Elkins suggested that visual literacy skills include an understanding of how people perceive graphics and imagery; interpret what they see, and what they will learn from them (as cited in Challons-Lipton & Emanuel, 2013). Although a new generation of learner exists, educational institutions have not yet adjusted to this change. New learners, constantly evolving technologies and workforce skills, and new modes of creative expression are driving the need for visual literacy skills, which will become a prerequisite skill as visual media are integral to how we work, communicate, and educate (Bleed, 2005). This problem is likely to continue without intervention, as the integral use of technology will continue to influence visual literacy skills in coming generations. The majority of academics are hired on the basis of academic qualifications and research experience, with less emphasis placed on formal higher education teaching experience. Most begin by teaching how they were taught, or by experimenting with a variety of different teaching methods, merging how they prefer to learn with approaches that they found effective in their own higher education experience. As a result, bad habits often remain uncorrected, especially in the use of visual material, which tends to be considered an appendage to a lecture, even used to take the focus off the speaker (Albertson, 2010). This project examines the visual needs of the next generation of learners, and the gap that exists between those needs and current academic practice.

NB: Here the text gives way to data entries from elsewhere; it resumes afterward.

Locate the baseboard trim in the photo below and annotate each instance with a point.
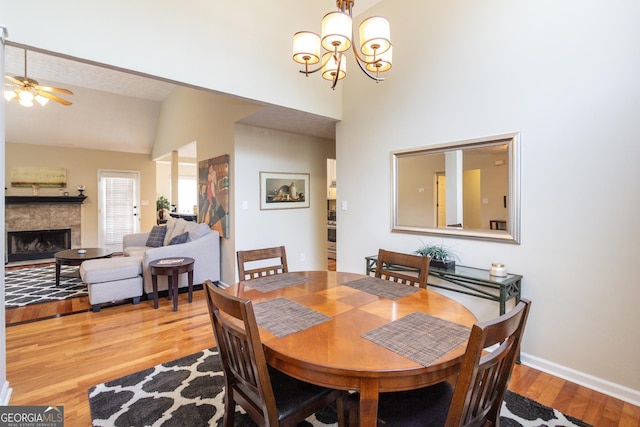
(5, 394)
(598, 384)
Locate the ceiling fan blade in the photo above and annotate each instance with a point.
(15, 96)
(53, 97)
(55, 89)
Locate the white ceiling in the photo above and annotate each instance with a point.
(113, 109)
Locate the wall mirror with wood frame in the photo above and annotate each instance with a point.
(468, 189)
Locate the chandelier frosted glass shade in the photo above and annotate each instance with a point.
(336, 31)
(375, 36)
(306, 47)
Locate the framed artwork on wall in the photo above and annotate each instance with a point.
(45, 177)
(284, 190)
(213, 193)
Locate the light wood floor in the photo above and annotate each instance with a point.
(56, 361)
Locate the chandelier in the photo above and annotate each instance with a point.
(337, 38)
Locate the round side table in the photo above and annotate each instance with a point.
(172, 268)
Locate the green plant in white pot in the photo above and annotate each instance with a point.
(441, 256)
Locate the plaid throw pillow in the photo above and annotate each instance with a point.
(181, 238)
(156, 237)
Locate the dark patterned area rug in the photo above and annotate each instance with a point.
(189, 392)
(34, 285)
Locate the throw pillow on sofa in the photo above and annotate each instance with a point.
(197, 230)
(182, 238)
(156, 236)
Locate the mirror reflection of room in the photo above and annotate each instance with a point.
(459, 188)
(467, 187)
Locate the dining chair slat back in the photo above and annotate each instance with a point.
(482, 382)
(483, 379)
(407, 269)
(250, 258)
(269, 397)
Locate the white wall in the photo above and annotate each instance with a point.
(302, 231)
(565, 75)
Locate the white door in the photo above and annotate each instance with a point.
(118, 201)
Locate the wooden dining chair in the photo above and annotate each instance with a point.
(479, 389)
(277, 254)
(402, 268)
(270, 397)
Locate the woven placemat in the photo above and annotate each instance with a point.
(420, 337)
(276, 281)
(382, 288)
(283, 317)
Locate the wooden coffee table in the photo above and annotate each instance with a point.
(172, 268)
(72, 257)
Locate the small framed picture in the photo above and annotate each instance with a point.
(280, 190)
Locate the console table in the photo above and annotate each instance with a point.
(470, 281)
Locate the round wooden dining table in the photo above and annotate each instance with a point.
(334, 354)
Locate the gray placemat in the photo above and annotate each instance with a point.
(420, 337)
(283, 317)
(382, 288)
(276, 281)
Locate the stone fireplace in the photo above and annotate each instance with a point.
(38, 226)
(39, 244)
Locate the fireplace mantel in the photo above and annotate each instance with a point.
(30, 200)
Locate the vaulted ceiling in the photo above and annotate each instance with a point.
(113, 109)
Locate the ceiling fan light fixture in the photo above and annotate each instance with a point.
(42, 100)
(26, 90)
(10, 95)
(26, 97)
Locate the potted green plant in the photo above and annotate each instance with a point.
(162, 206)
(441, 256)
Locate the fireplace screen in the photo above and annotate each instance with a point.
(37, 244)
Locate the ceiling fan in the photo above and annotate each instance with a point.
(26, 90)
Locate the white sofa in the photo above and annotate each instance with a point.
(203, 245)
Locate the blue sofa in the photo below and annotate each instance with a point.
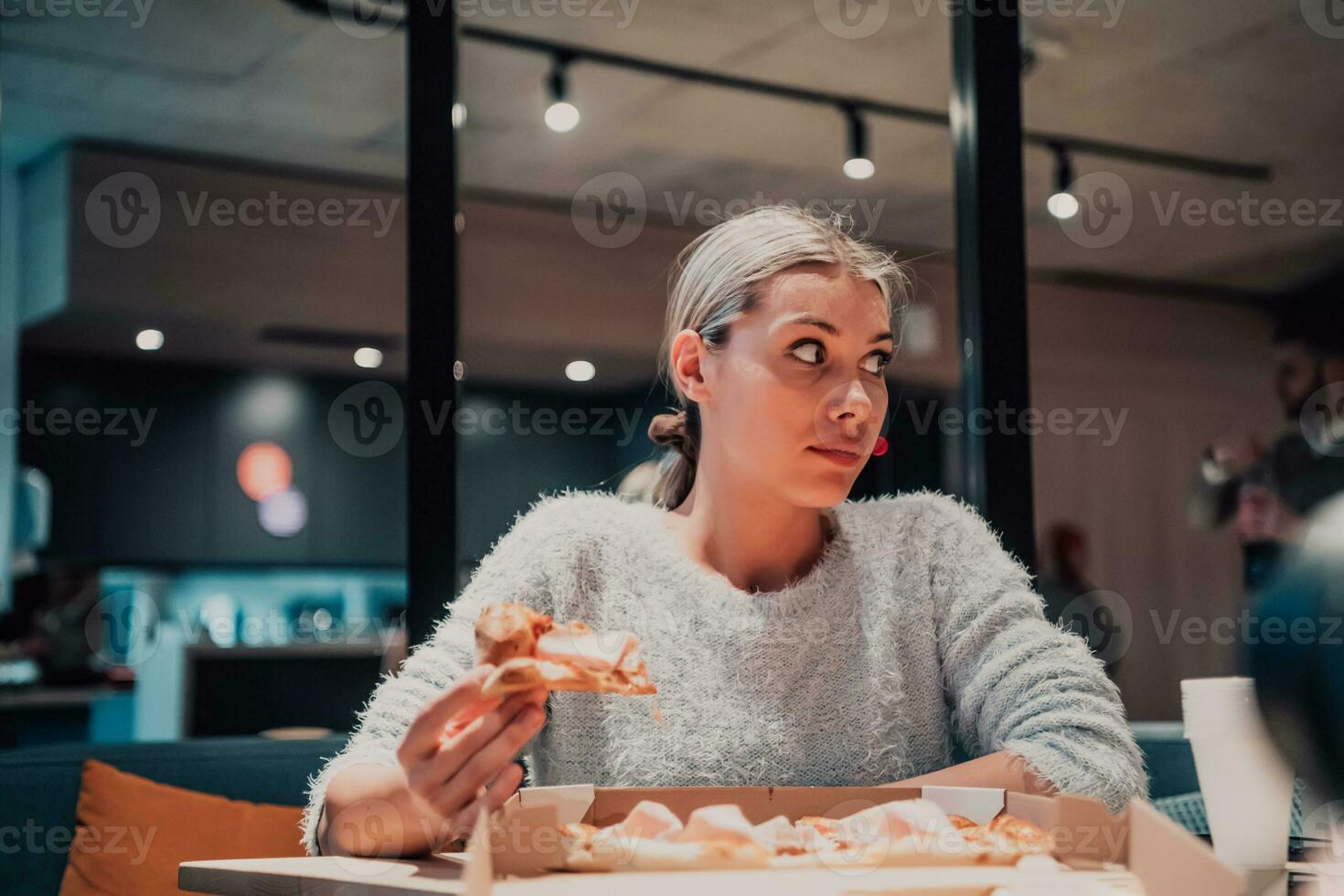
(39, 786)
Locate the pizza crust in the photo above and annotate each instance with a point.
(718, 837)
(528, 649)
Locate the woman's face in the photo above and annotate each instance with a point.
(803, 372)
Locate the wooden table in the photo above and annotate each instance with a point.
(451, 873)
(443, 873)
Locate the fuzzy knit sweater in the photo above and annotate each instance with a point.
(912, 633)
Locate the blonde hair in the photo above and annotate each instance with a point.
(715, 281)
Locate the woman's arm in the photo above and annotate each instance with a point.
(436, 790)
(1017, 684)
(520, 569)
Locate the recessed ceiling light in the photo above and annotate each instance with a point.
(580, 371)
(368, 357)
(859, 168)
(1062, 206)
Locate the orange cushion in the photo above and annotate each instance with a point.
(132, 832)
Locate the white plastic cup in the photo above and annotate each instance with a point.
(1246, 784)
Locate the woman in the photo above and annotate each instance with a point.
(795, 637)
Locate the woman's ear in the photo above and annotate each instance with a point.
(687, 366)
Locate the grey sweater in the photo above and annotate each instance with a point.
(912, 632)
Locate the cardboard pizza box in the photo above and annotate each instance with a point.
(1137, 850)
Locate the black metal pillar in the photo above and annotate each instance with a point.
(992, 268)
(431, 312)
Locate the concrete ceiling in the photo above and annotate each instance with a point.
(258, 80)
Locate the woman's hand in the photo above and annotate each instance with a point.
(457, 753)
(454, 759)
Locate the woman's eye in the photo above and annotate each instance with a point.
(877, 361)
(808, 352)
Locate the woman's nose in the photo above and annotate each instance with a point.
(854, 403)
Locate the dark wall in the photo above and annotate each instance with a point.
(171, 496)
(175, 500)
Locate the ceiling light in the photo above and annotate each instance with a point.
(368, 357)
(560, 116)
(580, 371)
(858, 166)
(1062, 203)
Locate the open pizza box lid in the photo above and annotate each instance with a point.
(522, 838)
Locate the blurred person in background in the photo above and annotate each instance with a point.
(1267, 492)
(1067, 564)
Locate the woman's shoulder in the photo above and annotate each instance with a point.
(923, 517)
(571, 516)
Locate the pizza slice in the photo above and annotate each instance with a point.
(528, 649)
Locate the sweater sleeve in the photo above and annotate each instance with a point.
(517, 569)
(1015, 681)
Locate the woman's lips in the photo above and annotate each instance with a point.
(837, 455)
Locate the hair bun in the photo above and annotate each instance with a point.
(674, 432)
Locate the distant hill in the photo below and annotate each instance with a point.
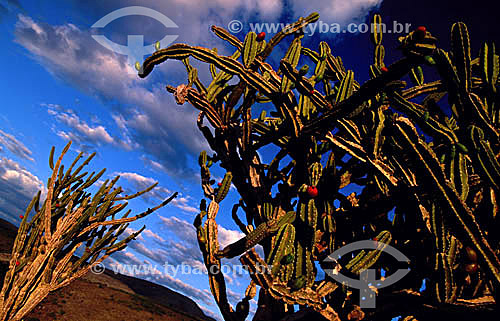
(105, 297)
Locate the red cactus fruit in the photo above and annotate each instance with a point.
(471, 268)
(471, 254)
(312, 191)
(420, 32)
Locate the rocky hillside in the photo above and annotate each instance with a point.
(106, 297)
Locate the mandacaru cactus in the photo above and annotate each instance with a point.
(398, 149)
(70, 218)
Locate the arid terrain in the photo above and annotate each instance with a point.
(106, 297)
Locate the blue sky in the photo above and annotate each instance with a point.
(59, 84)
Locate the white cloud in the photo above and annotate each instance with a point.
(17, 187)
(14, 146)
(81, 133)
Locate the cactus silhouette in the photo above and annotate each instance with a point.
(435, 164)
(70, 218)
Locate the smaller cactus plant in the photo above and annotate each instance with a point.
(70, 218)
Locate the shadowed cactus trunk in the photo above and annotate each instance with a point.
(70, 217)
(396, 148)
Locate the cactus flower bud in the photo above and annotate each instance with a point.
(420, 33)
(312, 191)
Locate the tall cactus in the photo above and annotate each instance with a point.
(438, 170)
(69, 218)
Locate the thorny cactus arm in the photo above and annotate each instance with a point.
(332, 132)
(70, 217)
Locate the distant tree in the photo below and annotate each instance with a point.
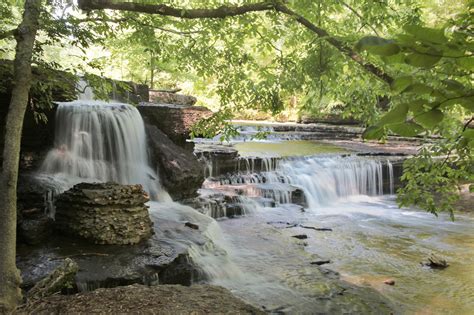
(25, 36)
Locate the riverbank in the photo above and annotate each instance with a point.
(141, 299)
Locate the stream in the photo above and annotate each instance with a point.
(315, 228)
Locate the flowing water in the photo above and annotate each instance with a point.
(256, 255)
(99, 141)
(371, 239)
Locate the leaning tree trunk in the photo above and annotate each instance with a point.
(10, 294)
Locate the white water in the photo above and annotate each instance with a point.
(323, 180)
(99, 141)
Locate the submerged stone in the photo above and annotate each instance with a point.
(105, 213)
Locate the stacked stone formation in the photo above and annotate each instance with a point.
(105, 213)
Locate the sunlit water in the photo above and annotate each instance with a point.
(371, 241)
(256, 256)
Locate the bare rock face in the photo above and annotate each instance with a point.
(161, 97)
(179, 169)
(174, 120)
(105, 213)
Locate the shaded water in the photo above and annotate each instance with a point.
(288, 148)
(371, 240)
(98, 141)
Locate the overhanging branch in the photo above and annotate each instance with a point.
(228, 11)
(8, 34)
(163, 9)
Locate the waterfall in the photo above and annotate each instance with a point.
(321, 179)
(326, 179)
(98, 141)
(390, 174)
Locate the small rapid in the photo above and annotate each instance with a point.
(350, 222)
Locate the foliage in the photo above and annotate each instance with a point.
(432, 94)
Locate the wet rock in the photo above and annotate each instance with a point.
(316, 229)
(233, 210)
(35, 229)
(163, 259)
(320, 262)
(192, 225)
(30, 193)
(435, 262)
(162, 97)
(104, 213)
(174, 120)
(180, 171)
(298, 197)
(62, 278)
(140, 299)
(301, 236)
(389, 282)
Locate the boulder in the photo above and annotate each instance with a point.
(163, 97)
(174, 120)
(104, 213)
(35, 230)
(180, 171)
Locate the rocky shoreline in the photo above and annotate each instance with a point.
(141, 299)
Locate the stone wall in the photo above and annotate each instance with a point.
(162, 97)
(180, 172)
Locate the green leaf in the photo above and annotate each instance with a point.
(421, 60)
(394, 59)
(468, 133)
(417, 106)
(418, 88)
(430, 119)
(406, 129)
(401, 83)
(378, 46)
(466, 102)
(466, 63)
(396, 115)
(373, 132)
(428, 34)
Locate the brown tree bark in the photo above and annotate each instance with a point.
(227, 11)
(10, 294)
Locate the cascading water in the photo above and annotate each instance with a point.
(322, 180)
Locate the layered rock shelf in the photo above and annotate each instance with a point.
(105, 213)
(174, 120)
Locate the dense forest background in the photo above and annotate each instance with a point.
(291, 60)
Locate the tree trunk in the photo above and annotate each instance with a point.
(10, 294)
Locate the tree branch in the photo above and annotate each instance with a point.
(8, 34)
(228, 11)
(359, 16)
(121, 20)
(163, 9)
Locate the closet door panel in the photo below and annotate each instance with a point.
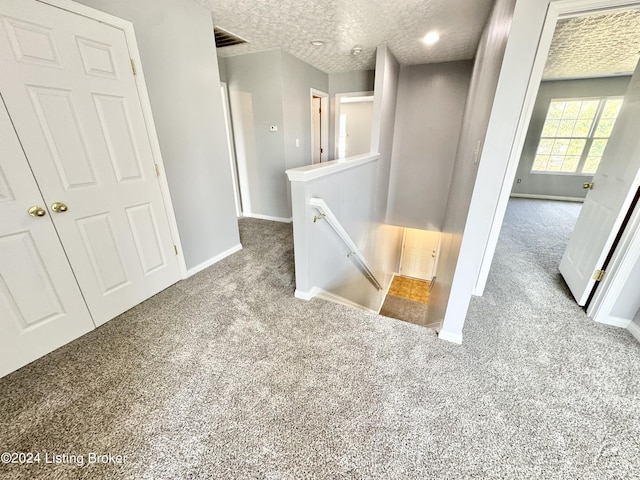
(71, 93)
(41, 307)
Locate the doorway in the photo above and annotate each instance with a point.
(564, 12)
(319, 126)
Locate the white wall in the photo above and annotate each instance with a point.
(178, 56)
(562, 185)
(431, 100)
(270, 89)
(456, 275)
(345, 82)
(358, 116)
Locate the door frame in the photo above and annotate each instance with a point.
(226, 107)
(145, 104)
(557, 10)
(337, 102)
(324, 123)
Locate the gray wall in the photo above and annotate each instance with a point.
(431, 100)
(563, 185)
(345, 82)
(179, 60)
(456, 276)
(270, 89)
(384, 118)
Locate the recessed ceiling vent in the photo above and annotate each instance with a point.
(226, 39)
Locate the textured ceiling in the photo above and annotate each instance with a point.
(344, 24)
(595, 46)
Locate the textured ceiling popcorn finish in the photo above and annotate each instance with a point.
(344, 24)
(595, 46)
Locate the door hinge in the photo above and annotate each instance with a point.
(598, 276)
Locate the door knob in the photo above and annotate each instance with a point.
(59, 207)
(37, 211)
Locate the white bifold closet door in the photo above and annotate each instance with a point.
(69, 87)
(41, 307)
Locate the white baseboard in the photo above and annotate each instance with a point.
(634, 328)
(548, 197)
(268, 217)
(214, 260)
(450, 337)
(615, 321)
(316, 292)
(304, 295)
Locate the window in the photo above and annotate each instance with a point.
(574, 135)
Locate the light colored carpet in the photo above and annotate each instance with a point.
(227, 376)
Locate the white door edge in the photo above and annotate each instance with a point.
(132, 45)
(620, 267)
(556, 10)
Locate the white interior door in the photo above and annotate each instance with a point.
(68, 85)
(41, 307)
(419, 253)
(606, 205)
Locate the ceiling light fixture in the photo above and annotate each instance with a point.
(431, 38)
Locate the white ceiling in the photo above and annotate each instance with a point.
(344, 24)
(595, 46)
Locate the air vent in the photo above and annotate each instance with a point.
(226, 39)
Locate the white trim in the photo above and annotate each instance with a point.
(386, 291)
(145, 104)
(547, 197)
(317, 292)
(634, 329)
(324, 123)
(556, 10)
(328, 215)
(304, 295)
(623, 261)
(450, 337)
(614, 321)
(312, 172)
(268, 217)
(214, 260)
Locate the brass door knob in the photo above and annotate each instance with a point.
(59, 207)
(37, 211)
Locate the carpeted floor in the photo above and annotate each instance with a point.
(227, 376)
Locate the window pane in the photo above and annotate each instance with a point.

Brian Kennedy, director of the Hood Museum of Art at Dartmouth College speaks about the necessity for visual literacy. "Visual literacy is the ability to construct meaning from images. It's not a skill. It uses skills as a toolbox. It's a form of critical thinking that enhances your intellectual capacity."
Don Levy, a member of the Academy of Motion Picture Arts & Sciences, speaks on the topics of innovation, digital creativity, visual communications and visual effects. "I'm beginning to question what it really means to be literate today, and, if we pay enough attention to the idea of visual literacy."